Rodriguez House

Place

Rodriguez House

Designed by master architect R. M. Schindler, the Rodriguez House is almost totally intact, serving as a vibrant and beautiful example of the architect’s innovative residential designs.

Master architect R. M. Schindler was well known for creating complex yet functional residential designs on a reasonable budget, so his design for the Rodriguez House stands out as an example of how they could be realized on a much larger budget.

Constructed for writer/composer Jose Rodriguez in 1942, the house sits on a gently sloping lot in Glendale and is set well back from the street. It is L-shaped in plan and is angled away from the street to optimize its orientation to the sun. The angled “L” also serves to enclose a large private garden accessible from multiple rooms and visible from almost all of them.

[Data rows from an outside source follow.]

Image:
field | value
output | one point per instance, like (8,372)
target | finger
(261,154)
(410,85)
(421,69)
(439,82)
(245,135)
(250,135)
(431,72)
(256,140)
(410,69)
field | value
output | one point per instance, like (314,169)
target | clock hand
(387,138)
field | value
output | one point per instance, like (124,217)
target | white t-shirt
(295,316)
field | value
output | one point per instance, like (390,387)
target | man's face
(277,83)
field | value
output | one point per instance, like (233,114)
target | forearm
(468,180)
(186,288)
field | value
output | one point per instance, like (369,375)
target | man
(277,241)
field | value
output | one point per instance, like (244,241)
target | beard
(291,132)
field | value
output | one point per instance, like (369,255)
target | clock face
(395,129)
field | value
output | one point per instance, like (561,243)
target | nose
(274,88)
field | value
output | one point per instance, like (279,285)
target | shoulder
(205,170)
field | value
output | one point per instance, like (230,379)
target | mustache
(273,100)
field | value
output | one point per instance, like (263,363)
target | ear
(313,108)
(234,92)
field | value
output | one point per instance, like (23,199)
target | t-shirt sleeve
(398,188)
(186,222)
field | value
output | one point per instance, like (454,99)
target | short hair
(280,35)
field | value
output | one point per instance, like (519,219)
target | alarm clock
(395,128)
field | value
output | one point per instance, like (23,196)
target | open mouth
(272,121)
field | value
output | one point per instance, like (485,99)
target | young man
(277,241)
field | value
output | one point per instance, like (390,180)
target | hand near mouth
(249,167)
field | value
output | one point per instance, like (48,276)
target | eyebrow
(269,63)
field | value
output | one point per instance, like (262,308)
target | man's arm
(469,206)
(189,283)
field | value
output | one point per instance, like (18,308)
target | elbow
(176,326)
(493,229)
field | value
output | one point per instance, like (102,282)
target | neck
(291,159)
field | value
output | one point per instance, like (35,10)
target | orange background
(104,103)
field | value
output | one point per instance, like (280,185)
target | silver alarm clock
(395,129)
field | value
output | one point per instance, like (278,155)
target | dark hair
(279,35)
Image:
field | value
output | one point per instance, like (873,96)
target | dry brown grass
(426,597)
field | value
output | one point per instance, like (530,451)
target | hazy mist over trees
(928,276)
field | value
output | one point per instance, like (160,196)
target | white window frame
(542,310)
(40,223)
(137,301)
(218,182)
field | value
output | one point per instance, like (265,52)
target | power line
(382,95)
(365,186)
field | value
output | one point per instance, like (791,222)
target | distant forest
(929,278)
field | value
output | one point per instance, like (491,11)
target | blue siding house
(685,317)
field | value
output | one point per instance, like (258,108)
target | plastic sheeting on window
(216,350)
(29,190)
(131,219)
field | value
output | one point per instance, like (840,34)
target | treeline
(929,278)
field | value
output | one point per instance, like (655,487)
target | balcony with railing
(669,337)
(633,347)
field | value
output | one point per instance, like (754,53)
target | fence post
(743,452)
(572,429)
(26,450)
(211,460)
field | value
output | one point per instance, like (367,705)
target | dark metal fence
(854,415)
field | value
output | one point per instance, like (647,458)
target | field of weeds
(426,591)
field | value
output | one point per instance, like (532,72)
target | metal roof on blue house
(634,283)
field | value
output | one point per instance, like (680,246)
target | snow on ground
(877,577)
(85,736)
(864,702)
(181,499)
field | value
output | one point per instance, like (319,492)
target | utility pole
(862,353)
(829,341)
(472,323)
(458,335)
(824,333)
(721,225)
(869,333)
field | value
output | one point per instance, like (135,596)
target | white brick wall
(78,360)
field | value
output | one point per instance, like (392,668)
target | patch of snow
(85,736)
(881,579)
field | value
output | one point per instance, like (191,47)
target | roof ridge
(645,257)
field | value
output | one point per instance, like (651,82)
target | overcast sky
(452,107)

A smaller front garden is linked to the rear garden via a passageway that passes beneath a bedroom in the upper wing, which features a sleeping porch that further blurs the line between indoors and outdoors.

The house illustrates Schindler’s shift toward exposing structural members, with its wooden rafters and beams sitting solidly atop stucco and stone-veneer walls and framing large expanses of glass. Its scale is fairly modest and its volumes are light, with ample glass to help the building blend into its verdant surroundings.

It is in the interior that Rodriguez’s large budget is most apparent, with lavish finishes as well as Schindler’s trademark built-in furniture. The Rodriguez House is almost totally intact, serving as a vibrant and beautiful example of the architect’s innovative residential designs.